About to cap my first shoes, and I'm thinking these are pretty solid. Any suggestions? I wanna stay in the under $200 area....


----------



## dm81 (Jul 17, 2009)

These bad boys right here....

http://www.specialized.com/us/en/bc/SBCEqProduct.jsp?spid=33743


----------



## waldo425 (Sep 22, 2008)

Specifics? What kind of rider are you? How often? Do you make many stops and walk around? First pair of road shoes so I assume your just starting out or just moving to a higher level in the sport. 

These will be a very good shoe. I have a pair of S-works road shoes and love them (got them on sale since they are from 07 ) I find them to be very comfortable which is key if your going to be on the bike for longer than an hour. 

Another brand to check out is Sidi. I've never ridden with them on but they are comfortable too and are in your price range. You may want to get some inserts for the shoes as this will highten comfort and power output. Specialized makes a good footbed and it's pretty cheap (the Specialized shoes come with them.)

Other then that all I can say is that you should shop around and try on everything. Cycling shoes are a big investment and are important to get right. Having a bad shoe just because it cost less will hurt you (literally.)


----------



## jsedlak (Jun 17, 2008)

waldo425 said:


> These will be a very good shoe. I have a pair of S-works road shoes and love them (got them on sale since they are from 07 ) I find them to be very comfortable which is key if your going to be on the bike for longer than an hour.

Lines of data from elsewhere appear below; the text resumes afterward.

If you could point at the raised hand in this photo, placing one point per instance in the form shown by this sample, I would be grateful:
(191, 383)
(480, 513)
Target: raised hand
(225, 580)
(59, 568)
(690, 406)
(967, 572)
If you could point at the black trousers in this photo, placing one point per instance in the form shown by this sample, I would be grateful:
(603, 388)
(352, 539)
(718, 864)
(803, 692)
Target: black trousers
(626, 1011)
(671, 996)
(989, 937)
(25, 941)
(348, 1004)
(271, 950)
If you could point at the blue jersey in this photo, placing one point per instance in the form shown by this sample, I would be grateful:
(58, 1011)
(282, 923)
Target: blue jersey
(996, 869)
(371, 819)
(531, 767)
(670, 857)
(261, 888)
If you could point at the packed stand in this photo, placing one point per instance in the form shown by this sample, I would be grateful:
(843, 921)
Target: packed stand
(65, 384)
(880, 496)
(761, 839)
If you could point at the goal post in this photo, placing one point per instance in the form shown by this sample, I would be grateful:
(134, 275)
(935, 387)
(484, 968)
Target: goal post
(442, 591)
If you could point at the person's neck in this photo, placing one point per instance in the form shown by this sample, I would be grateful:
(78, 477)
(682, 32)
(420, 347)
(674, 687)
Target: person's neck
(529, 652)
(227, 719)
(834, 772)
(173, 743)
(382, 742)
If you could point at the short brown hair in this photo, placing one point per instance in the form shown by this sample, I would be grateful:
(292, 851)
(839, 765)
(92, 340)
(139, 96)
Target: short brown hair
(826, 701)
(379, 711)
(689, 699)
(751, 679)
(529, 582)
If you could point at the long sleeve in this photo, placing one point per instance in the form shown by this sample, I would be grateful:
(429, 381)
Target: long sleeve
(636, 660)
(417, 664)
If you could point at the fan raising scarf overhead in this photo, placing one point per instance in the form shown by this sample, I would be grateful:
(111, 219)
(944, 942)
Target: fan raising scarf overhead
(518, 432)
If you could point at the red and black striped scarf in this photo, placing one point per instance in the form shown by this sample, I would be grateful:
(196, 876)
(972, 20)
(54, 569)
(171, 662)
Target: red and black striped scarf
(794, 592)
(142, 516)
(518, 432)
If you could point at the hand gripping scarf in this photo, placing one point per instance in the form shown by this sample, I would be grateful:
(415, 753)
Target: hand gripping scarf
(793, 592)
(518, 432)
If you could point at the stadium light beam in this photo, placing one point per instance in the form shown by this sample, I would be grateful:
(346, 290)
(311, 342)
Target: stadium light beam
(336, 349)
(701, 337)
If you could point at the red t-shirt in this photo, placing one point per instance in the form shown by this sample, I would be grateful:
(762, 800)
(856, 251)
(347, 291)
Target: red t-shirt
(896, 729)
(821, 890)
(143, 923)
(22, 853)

Just wanted to say that I also got the S-Works because of their stiffness. I am absolutely in love with them - so much so that I am considering getting another pair when the 2010s come out. The quick release dial is awesome.

However, they suck for walking around in. Fortunately I rarely walk around when I am out riding...

I was originally looking at the BG Comp shoes but they didn't come in my size. The next shoe down (the BG Expert) that I looked at came in my size but was quite flexible on the sole.


----------



## waldo425 (Sep 22, 2008)

jsedlak said:


> Just wanted to say that I also got the S-Works because of their stiffness. I am absolutely in love with them - so much so that I am considering getting another pair when the 2010s come out. The quick release dial is awesome.
> 
> However, they suck for walking around in. Fortunately I rarely walk around when I am out riding...
> 
> I was originally looking at the BG Comp shoes but they didn't come in my size. The next shoe down (the BG Expert) that I looked at came in my size but was quite flexible on the sole.



Someone joked that my shoes are stiffer then my bike. And they are without a doubt right. I ride an old skinny tubed steel frame. 

Hah, yeah they do suck to walk in. I too don't walk in them a whole lot. I only go on group rides and long rides with them where I know I wont be walking much.


----------